After this, we can see that these differences conform almost perfectly to Benford’s law:

We can see that these differences conform almost perfectly to Benford’s Law. The red columns (meaning that this particular subset is not conforming to Benford’s Law) can be disregarded, since the difference is very, very small.

2 Uniform distribution

Same methodology, uniform distribution:

x = np.random.uniform(10_000, 100_000, 100_000)

Picture says thousand words™:

3 Triangular distribution

Let’s run this test on triangular distribution:

x = np.random.triangular(10_000, 50_000, 100_000, 100_000)

And we get this plot:

4 Gamma distribution

Finally, let’s check gamma distribution:

x = np.random.gamma(10_000, 1_000, 100_000)

Will conformity fail?

No.

5 Second order test on real world data

We can use Nigrini’s invoices to see how will test behave with real world data.
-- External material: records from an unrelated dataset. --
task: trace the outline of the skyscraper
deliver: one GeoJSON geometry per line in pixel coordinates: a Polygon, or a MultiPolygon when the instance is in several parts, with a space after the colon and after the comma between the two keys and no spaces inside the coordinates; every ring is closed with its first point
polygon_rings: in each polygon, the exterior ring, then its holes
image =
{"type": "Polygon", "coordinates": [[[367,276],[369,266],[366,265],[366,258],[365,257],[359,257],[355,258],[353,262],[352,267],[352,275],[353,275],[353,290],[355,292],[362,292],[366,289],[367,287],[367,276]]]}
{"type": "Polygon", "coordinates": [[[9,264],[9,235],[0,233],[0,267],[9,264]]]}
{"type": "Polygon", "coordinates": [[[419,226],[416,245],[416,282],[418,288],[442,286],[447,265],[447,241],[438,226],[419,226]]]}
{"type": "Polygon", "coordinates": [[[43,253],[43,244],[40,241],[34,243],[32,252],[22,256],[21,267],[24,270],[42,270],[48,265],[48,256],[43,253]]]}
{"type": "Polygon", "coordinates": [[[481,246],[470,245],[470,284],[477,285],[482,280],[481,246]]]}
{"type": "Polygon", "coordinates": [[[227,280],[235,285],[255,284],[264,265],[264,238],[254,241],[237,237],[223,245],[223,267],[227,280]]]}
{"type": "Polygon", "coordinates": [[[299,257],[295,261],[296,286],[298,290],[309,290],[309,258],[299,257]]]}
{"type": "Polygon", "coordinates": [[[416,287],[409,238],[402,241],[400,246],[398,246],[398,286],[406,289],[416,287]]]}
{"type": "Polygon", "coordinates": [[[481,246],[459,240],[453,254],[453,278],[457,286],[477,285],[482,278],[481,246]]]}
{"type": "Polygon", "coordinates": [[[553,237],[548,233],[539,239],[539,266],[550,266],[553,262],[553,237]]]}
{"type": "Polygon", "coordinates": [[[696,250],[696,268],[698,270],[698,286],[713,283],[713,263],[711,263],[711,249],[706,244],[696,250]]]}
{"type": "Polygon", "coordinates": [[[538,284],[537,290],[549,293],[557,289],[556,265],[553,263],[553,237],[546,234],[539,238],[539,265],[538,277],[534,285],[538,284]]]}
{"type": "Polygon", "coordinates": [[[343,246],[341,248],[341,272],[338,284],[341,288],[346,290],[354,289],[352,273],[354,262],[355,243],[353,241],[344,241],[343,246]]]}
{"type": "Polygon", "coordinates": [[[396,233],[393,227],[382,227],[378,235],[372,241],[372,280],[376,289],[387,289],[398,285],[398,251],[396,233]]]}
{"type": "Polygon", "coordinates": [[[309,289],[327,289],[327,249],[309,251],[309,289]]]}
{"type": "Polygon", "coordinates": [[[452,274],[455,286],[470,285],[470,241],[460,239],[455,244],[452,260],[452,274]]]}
	ID	SUPPLIER	DATE	INVOICE	AMOUNT
0	1	2001	2010-01-01	4242J10	25.19
1	2	2001	2010-01-01	7899J10	25.86
2	3	2001	2010-01-01	3830J10	26.57
3	4	2001	2010-01-01	9514J10	27.83
4	5	2001	2010-01-01	6296J10	28.09
...	...	...	...	...	...
189465	189466	52935	2010-07-01	270221266736	33.46
189466	189467	52936	2010-07-01	270348386110	61.52
189467	189468	52937	2010-02-01	271253401514	12.36
189468	189469	52938	2010-02-01	261715090450	8.02
189469	189470	52939	2010-02-01	270241460335	16.30

189470 rows × 5 columns

After applying identical methodology to AMOUNT column, we can plot conformity with Benford’s Law.

We can see that the analyst should check all invoices where the first two digits of differences between sorted Invoice amounts are 10, 19, 20, 29, 30 … and so on (all red columns). The most critical case is 99.